In honor of the Facebook quiz, "Which crazy writer are you most like," I picked up The Road by Cormack McCarthy. I was most like Cormack McCarthy. :) In the book, a man and his young son are two of the very few people left on a post-apocalyptic earth. They are starving and McCarthy's writing is so vivid and pure that I was starving for them. I was so enmeshed in the lives of the two and so worried about their fate that I couldn't put the book down -- I read it in three sittings. After five days without food, they wander upon a field and find some dried apples. By the time they get there, I am so hungry for them that I can smell and taste the apples as if I were there. All McCarthy had to write was that they found some dry apples. I will never forget the smell and taste of those apples, and he never had to describe it. He just built the scent through anticipation. He uses this technique flawlessly throughout the book.

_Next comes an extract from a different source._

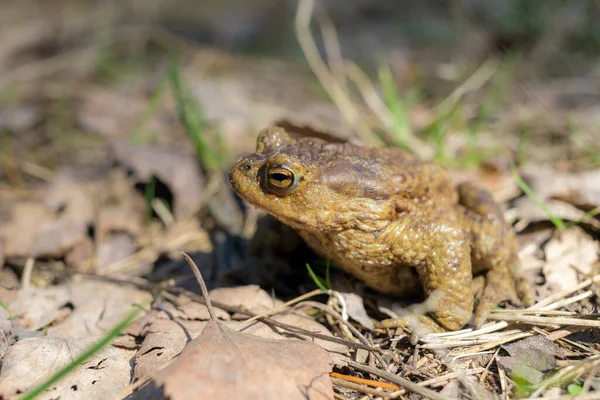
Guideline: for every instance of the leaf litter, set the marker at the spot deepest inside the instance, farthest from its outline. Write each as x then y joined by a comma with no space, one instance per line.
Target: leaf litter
81,206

How does scent capture you? Do simple scents conjure up distant memories? Are there books or stories vivid in your mind because of a scent the author described?

5 comments :

  1. Yvonne Blake said...

    HI Karen, I enjoy nature too. We live in the woods in Maine (only been in the 60's this month). Nice plug for CWG...smile!
    Keep posting your thoughts on here.

    yvonne

  2. Sue said...

    Where are you in the CWG course, Karen? I'm on Lesson 42 of the Apprenticeship course. My mentor just retired and I have a new mentor now which I'm finding difficult to switch at this late stage, but I'm trusting God knows all about it ;-)

    I will need to get out and sniff nature more... although in the City, there's not much "refreshing" to whiff ;-)

  3. Karen said...

    Bad spelling error -- thanks for catching "whiff" for me, Sue. I hate it when I mess up spelling.

    I'm on lesson 10. I'm usually working 2 or 3 lessons ahead, but I'm a little bogged down with this one and it's due in a week. I can't seem to get it just right.

    What a bummer to get a mentor shift near the end of the course. I would expect it moving from Apprentice to Journeyman. But, retirement is understandable too. I'm sure God has it all under control. Hang in there.

  4. Anonymous said...

    All this description of the hot, humid, weather - which makes me think of sweat - in all honestly is something I can miss. The hot and humid weather remind me of the messes we make in our life, life's little boiler pot's. The sweat is our stink of sin, yuck! Then God, in His amazing wisdom sends the rain and washes ALL clean. How blessed we are - it is called Amazing Grace. Because we could of become more putrid, but instead, the wonder nature smells become evident and we can walk in His presence.

  5. Karen said...

    T - You really should start a blog. Seriously. Let me know if you want to and I'll help.